Where was this leading?
I could only guess.
“If you would like to see, he can pick up that block with his penis” were the next words out of Krishna’s mouth. “It will cost 1000 Rupees” (approx $20).
We didn’t know what to say. After a little while longer we left the tent. We came back later with another friend and decided this was a once in a lifetime opportunity and we wanted to see after all. We offered them 500 rupees and they agreed. I don’t really want to go into too much detail, but the hardcore guy who was doing the vow of silence absolutely picked up that block of concrete with his penis. It was pretty impressive. He showed us a picture afterwards of him pulling a car with it.
I found out later that this is a practice they use in order to destroy their erectile tissue and squash any sexual desires which would get in the way of their holy lifestyle. Not the path I would choose but each to their own!

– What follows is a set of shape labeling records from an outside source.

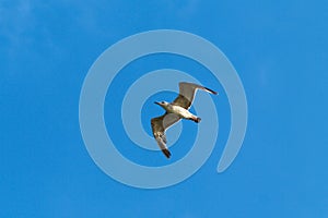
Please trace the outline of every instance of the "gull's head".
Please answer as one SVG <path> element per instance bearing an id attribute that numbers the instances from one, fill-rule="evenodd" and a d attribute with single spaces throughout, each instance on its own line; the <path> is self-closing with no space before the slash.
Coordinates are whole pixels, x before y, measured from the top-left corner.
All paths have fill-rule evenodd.
<path id="1" fill-rule="evenodd" d="M 163 108 L 166 108 L 169 105 L 169 102 L 166 102 L 164 100 L 163 101 L 159 101 L 159 102 L 155 101 L 155 104 L 159 105 L 159 106 L 161 106 L 161 107 L 163 107 Z"/>

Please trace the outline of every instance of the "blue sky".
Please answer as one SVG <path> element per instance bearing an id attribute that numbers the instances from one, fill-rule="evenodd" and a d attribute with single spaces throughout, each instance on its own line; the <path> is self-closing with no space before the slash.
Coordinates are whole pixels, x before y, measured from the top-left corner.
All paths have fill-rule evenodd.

We hung around with them a bit longer and then said our goodbyes. The next day I was flying solo as my friends had departed to go elsewhere. I went for another wander down by the ghats and ended up – you guessed it – back in that tent again. I chatted to Krishna for a while and then continued on my way. He had asked me to get him some food to bring it back, I said I would see what I could find but felt a bit strange about it.
I made it as far as the burning ghats where I stopped to watch possible one of the most foreign possible scene’s I could imagine unfold before me. The burning ghats are a place where Hindu’s can burn their dead relatives on big pyres on the concrete ghat next to the Ganges. All Hindu’s (with a few exceptions such as babies and Sadhu’s) must be burnt when they pass away. Their bodies are carried through the streets by the family members before being laid out on the pyre and cremated.
Krishna soon joined me as I tried to figure out what was happening. He was welcome company and a good source of information. The bodies take 3 hours to burn and any unburnt parts after that are thrown into the river. There are a lot of turtles in the river who eat the body parts. There are men who attend the fires who carry big bamboo sticks. They use these to break the bodies apart as the are burning and push loose limbs back into the fire if they come apart. There were 5 funeral pyres burning during the time I was there and more being set up.
It is a very confronting scene. It is one thing to watch a fire and know there is a body inside. It’s a whole new level when you see someone’s legs sticking out of the flames. It’s heartbreaking to see the grieving family sitting around watching and it’s very, very strange for me that this is all happening in a public place which is frequented by tourists. It is highly disrespectful to take photos of the pyres obviously.
I said goodbye to Krishna and slipped him a few rupees. I will never be sure if he wanted to talk to me or if he wanted money but I didn’t mind either way. He was good company.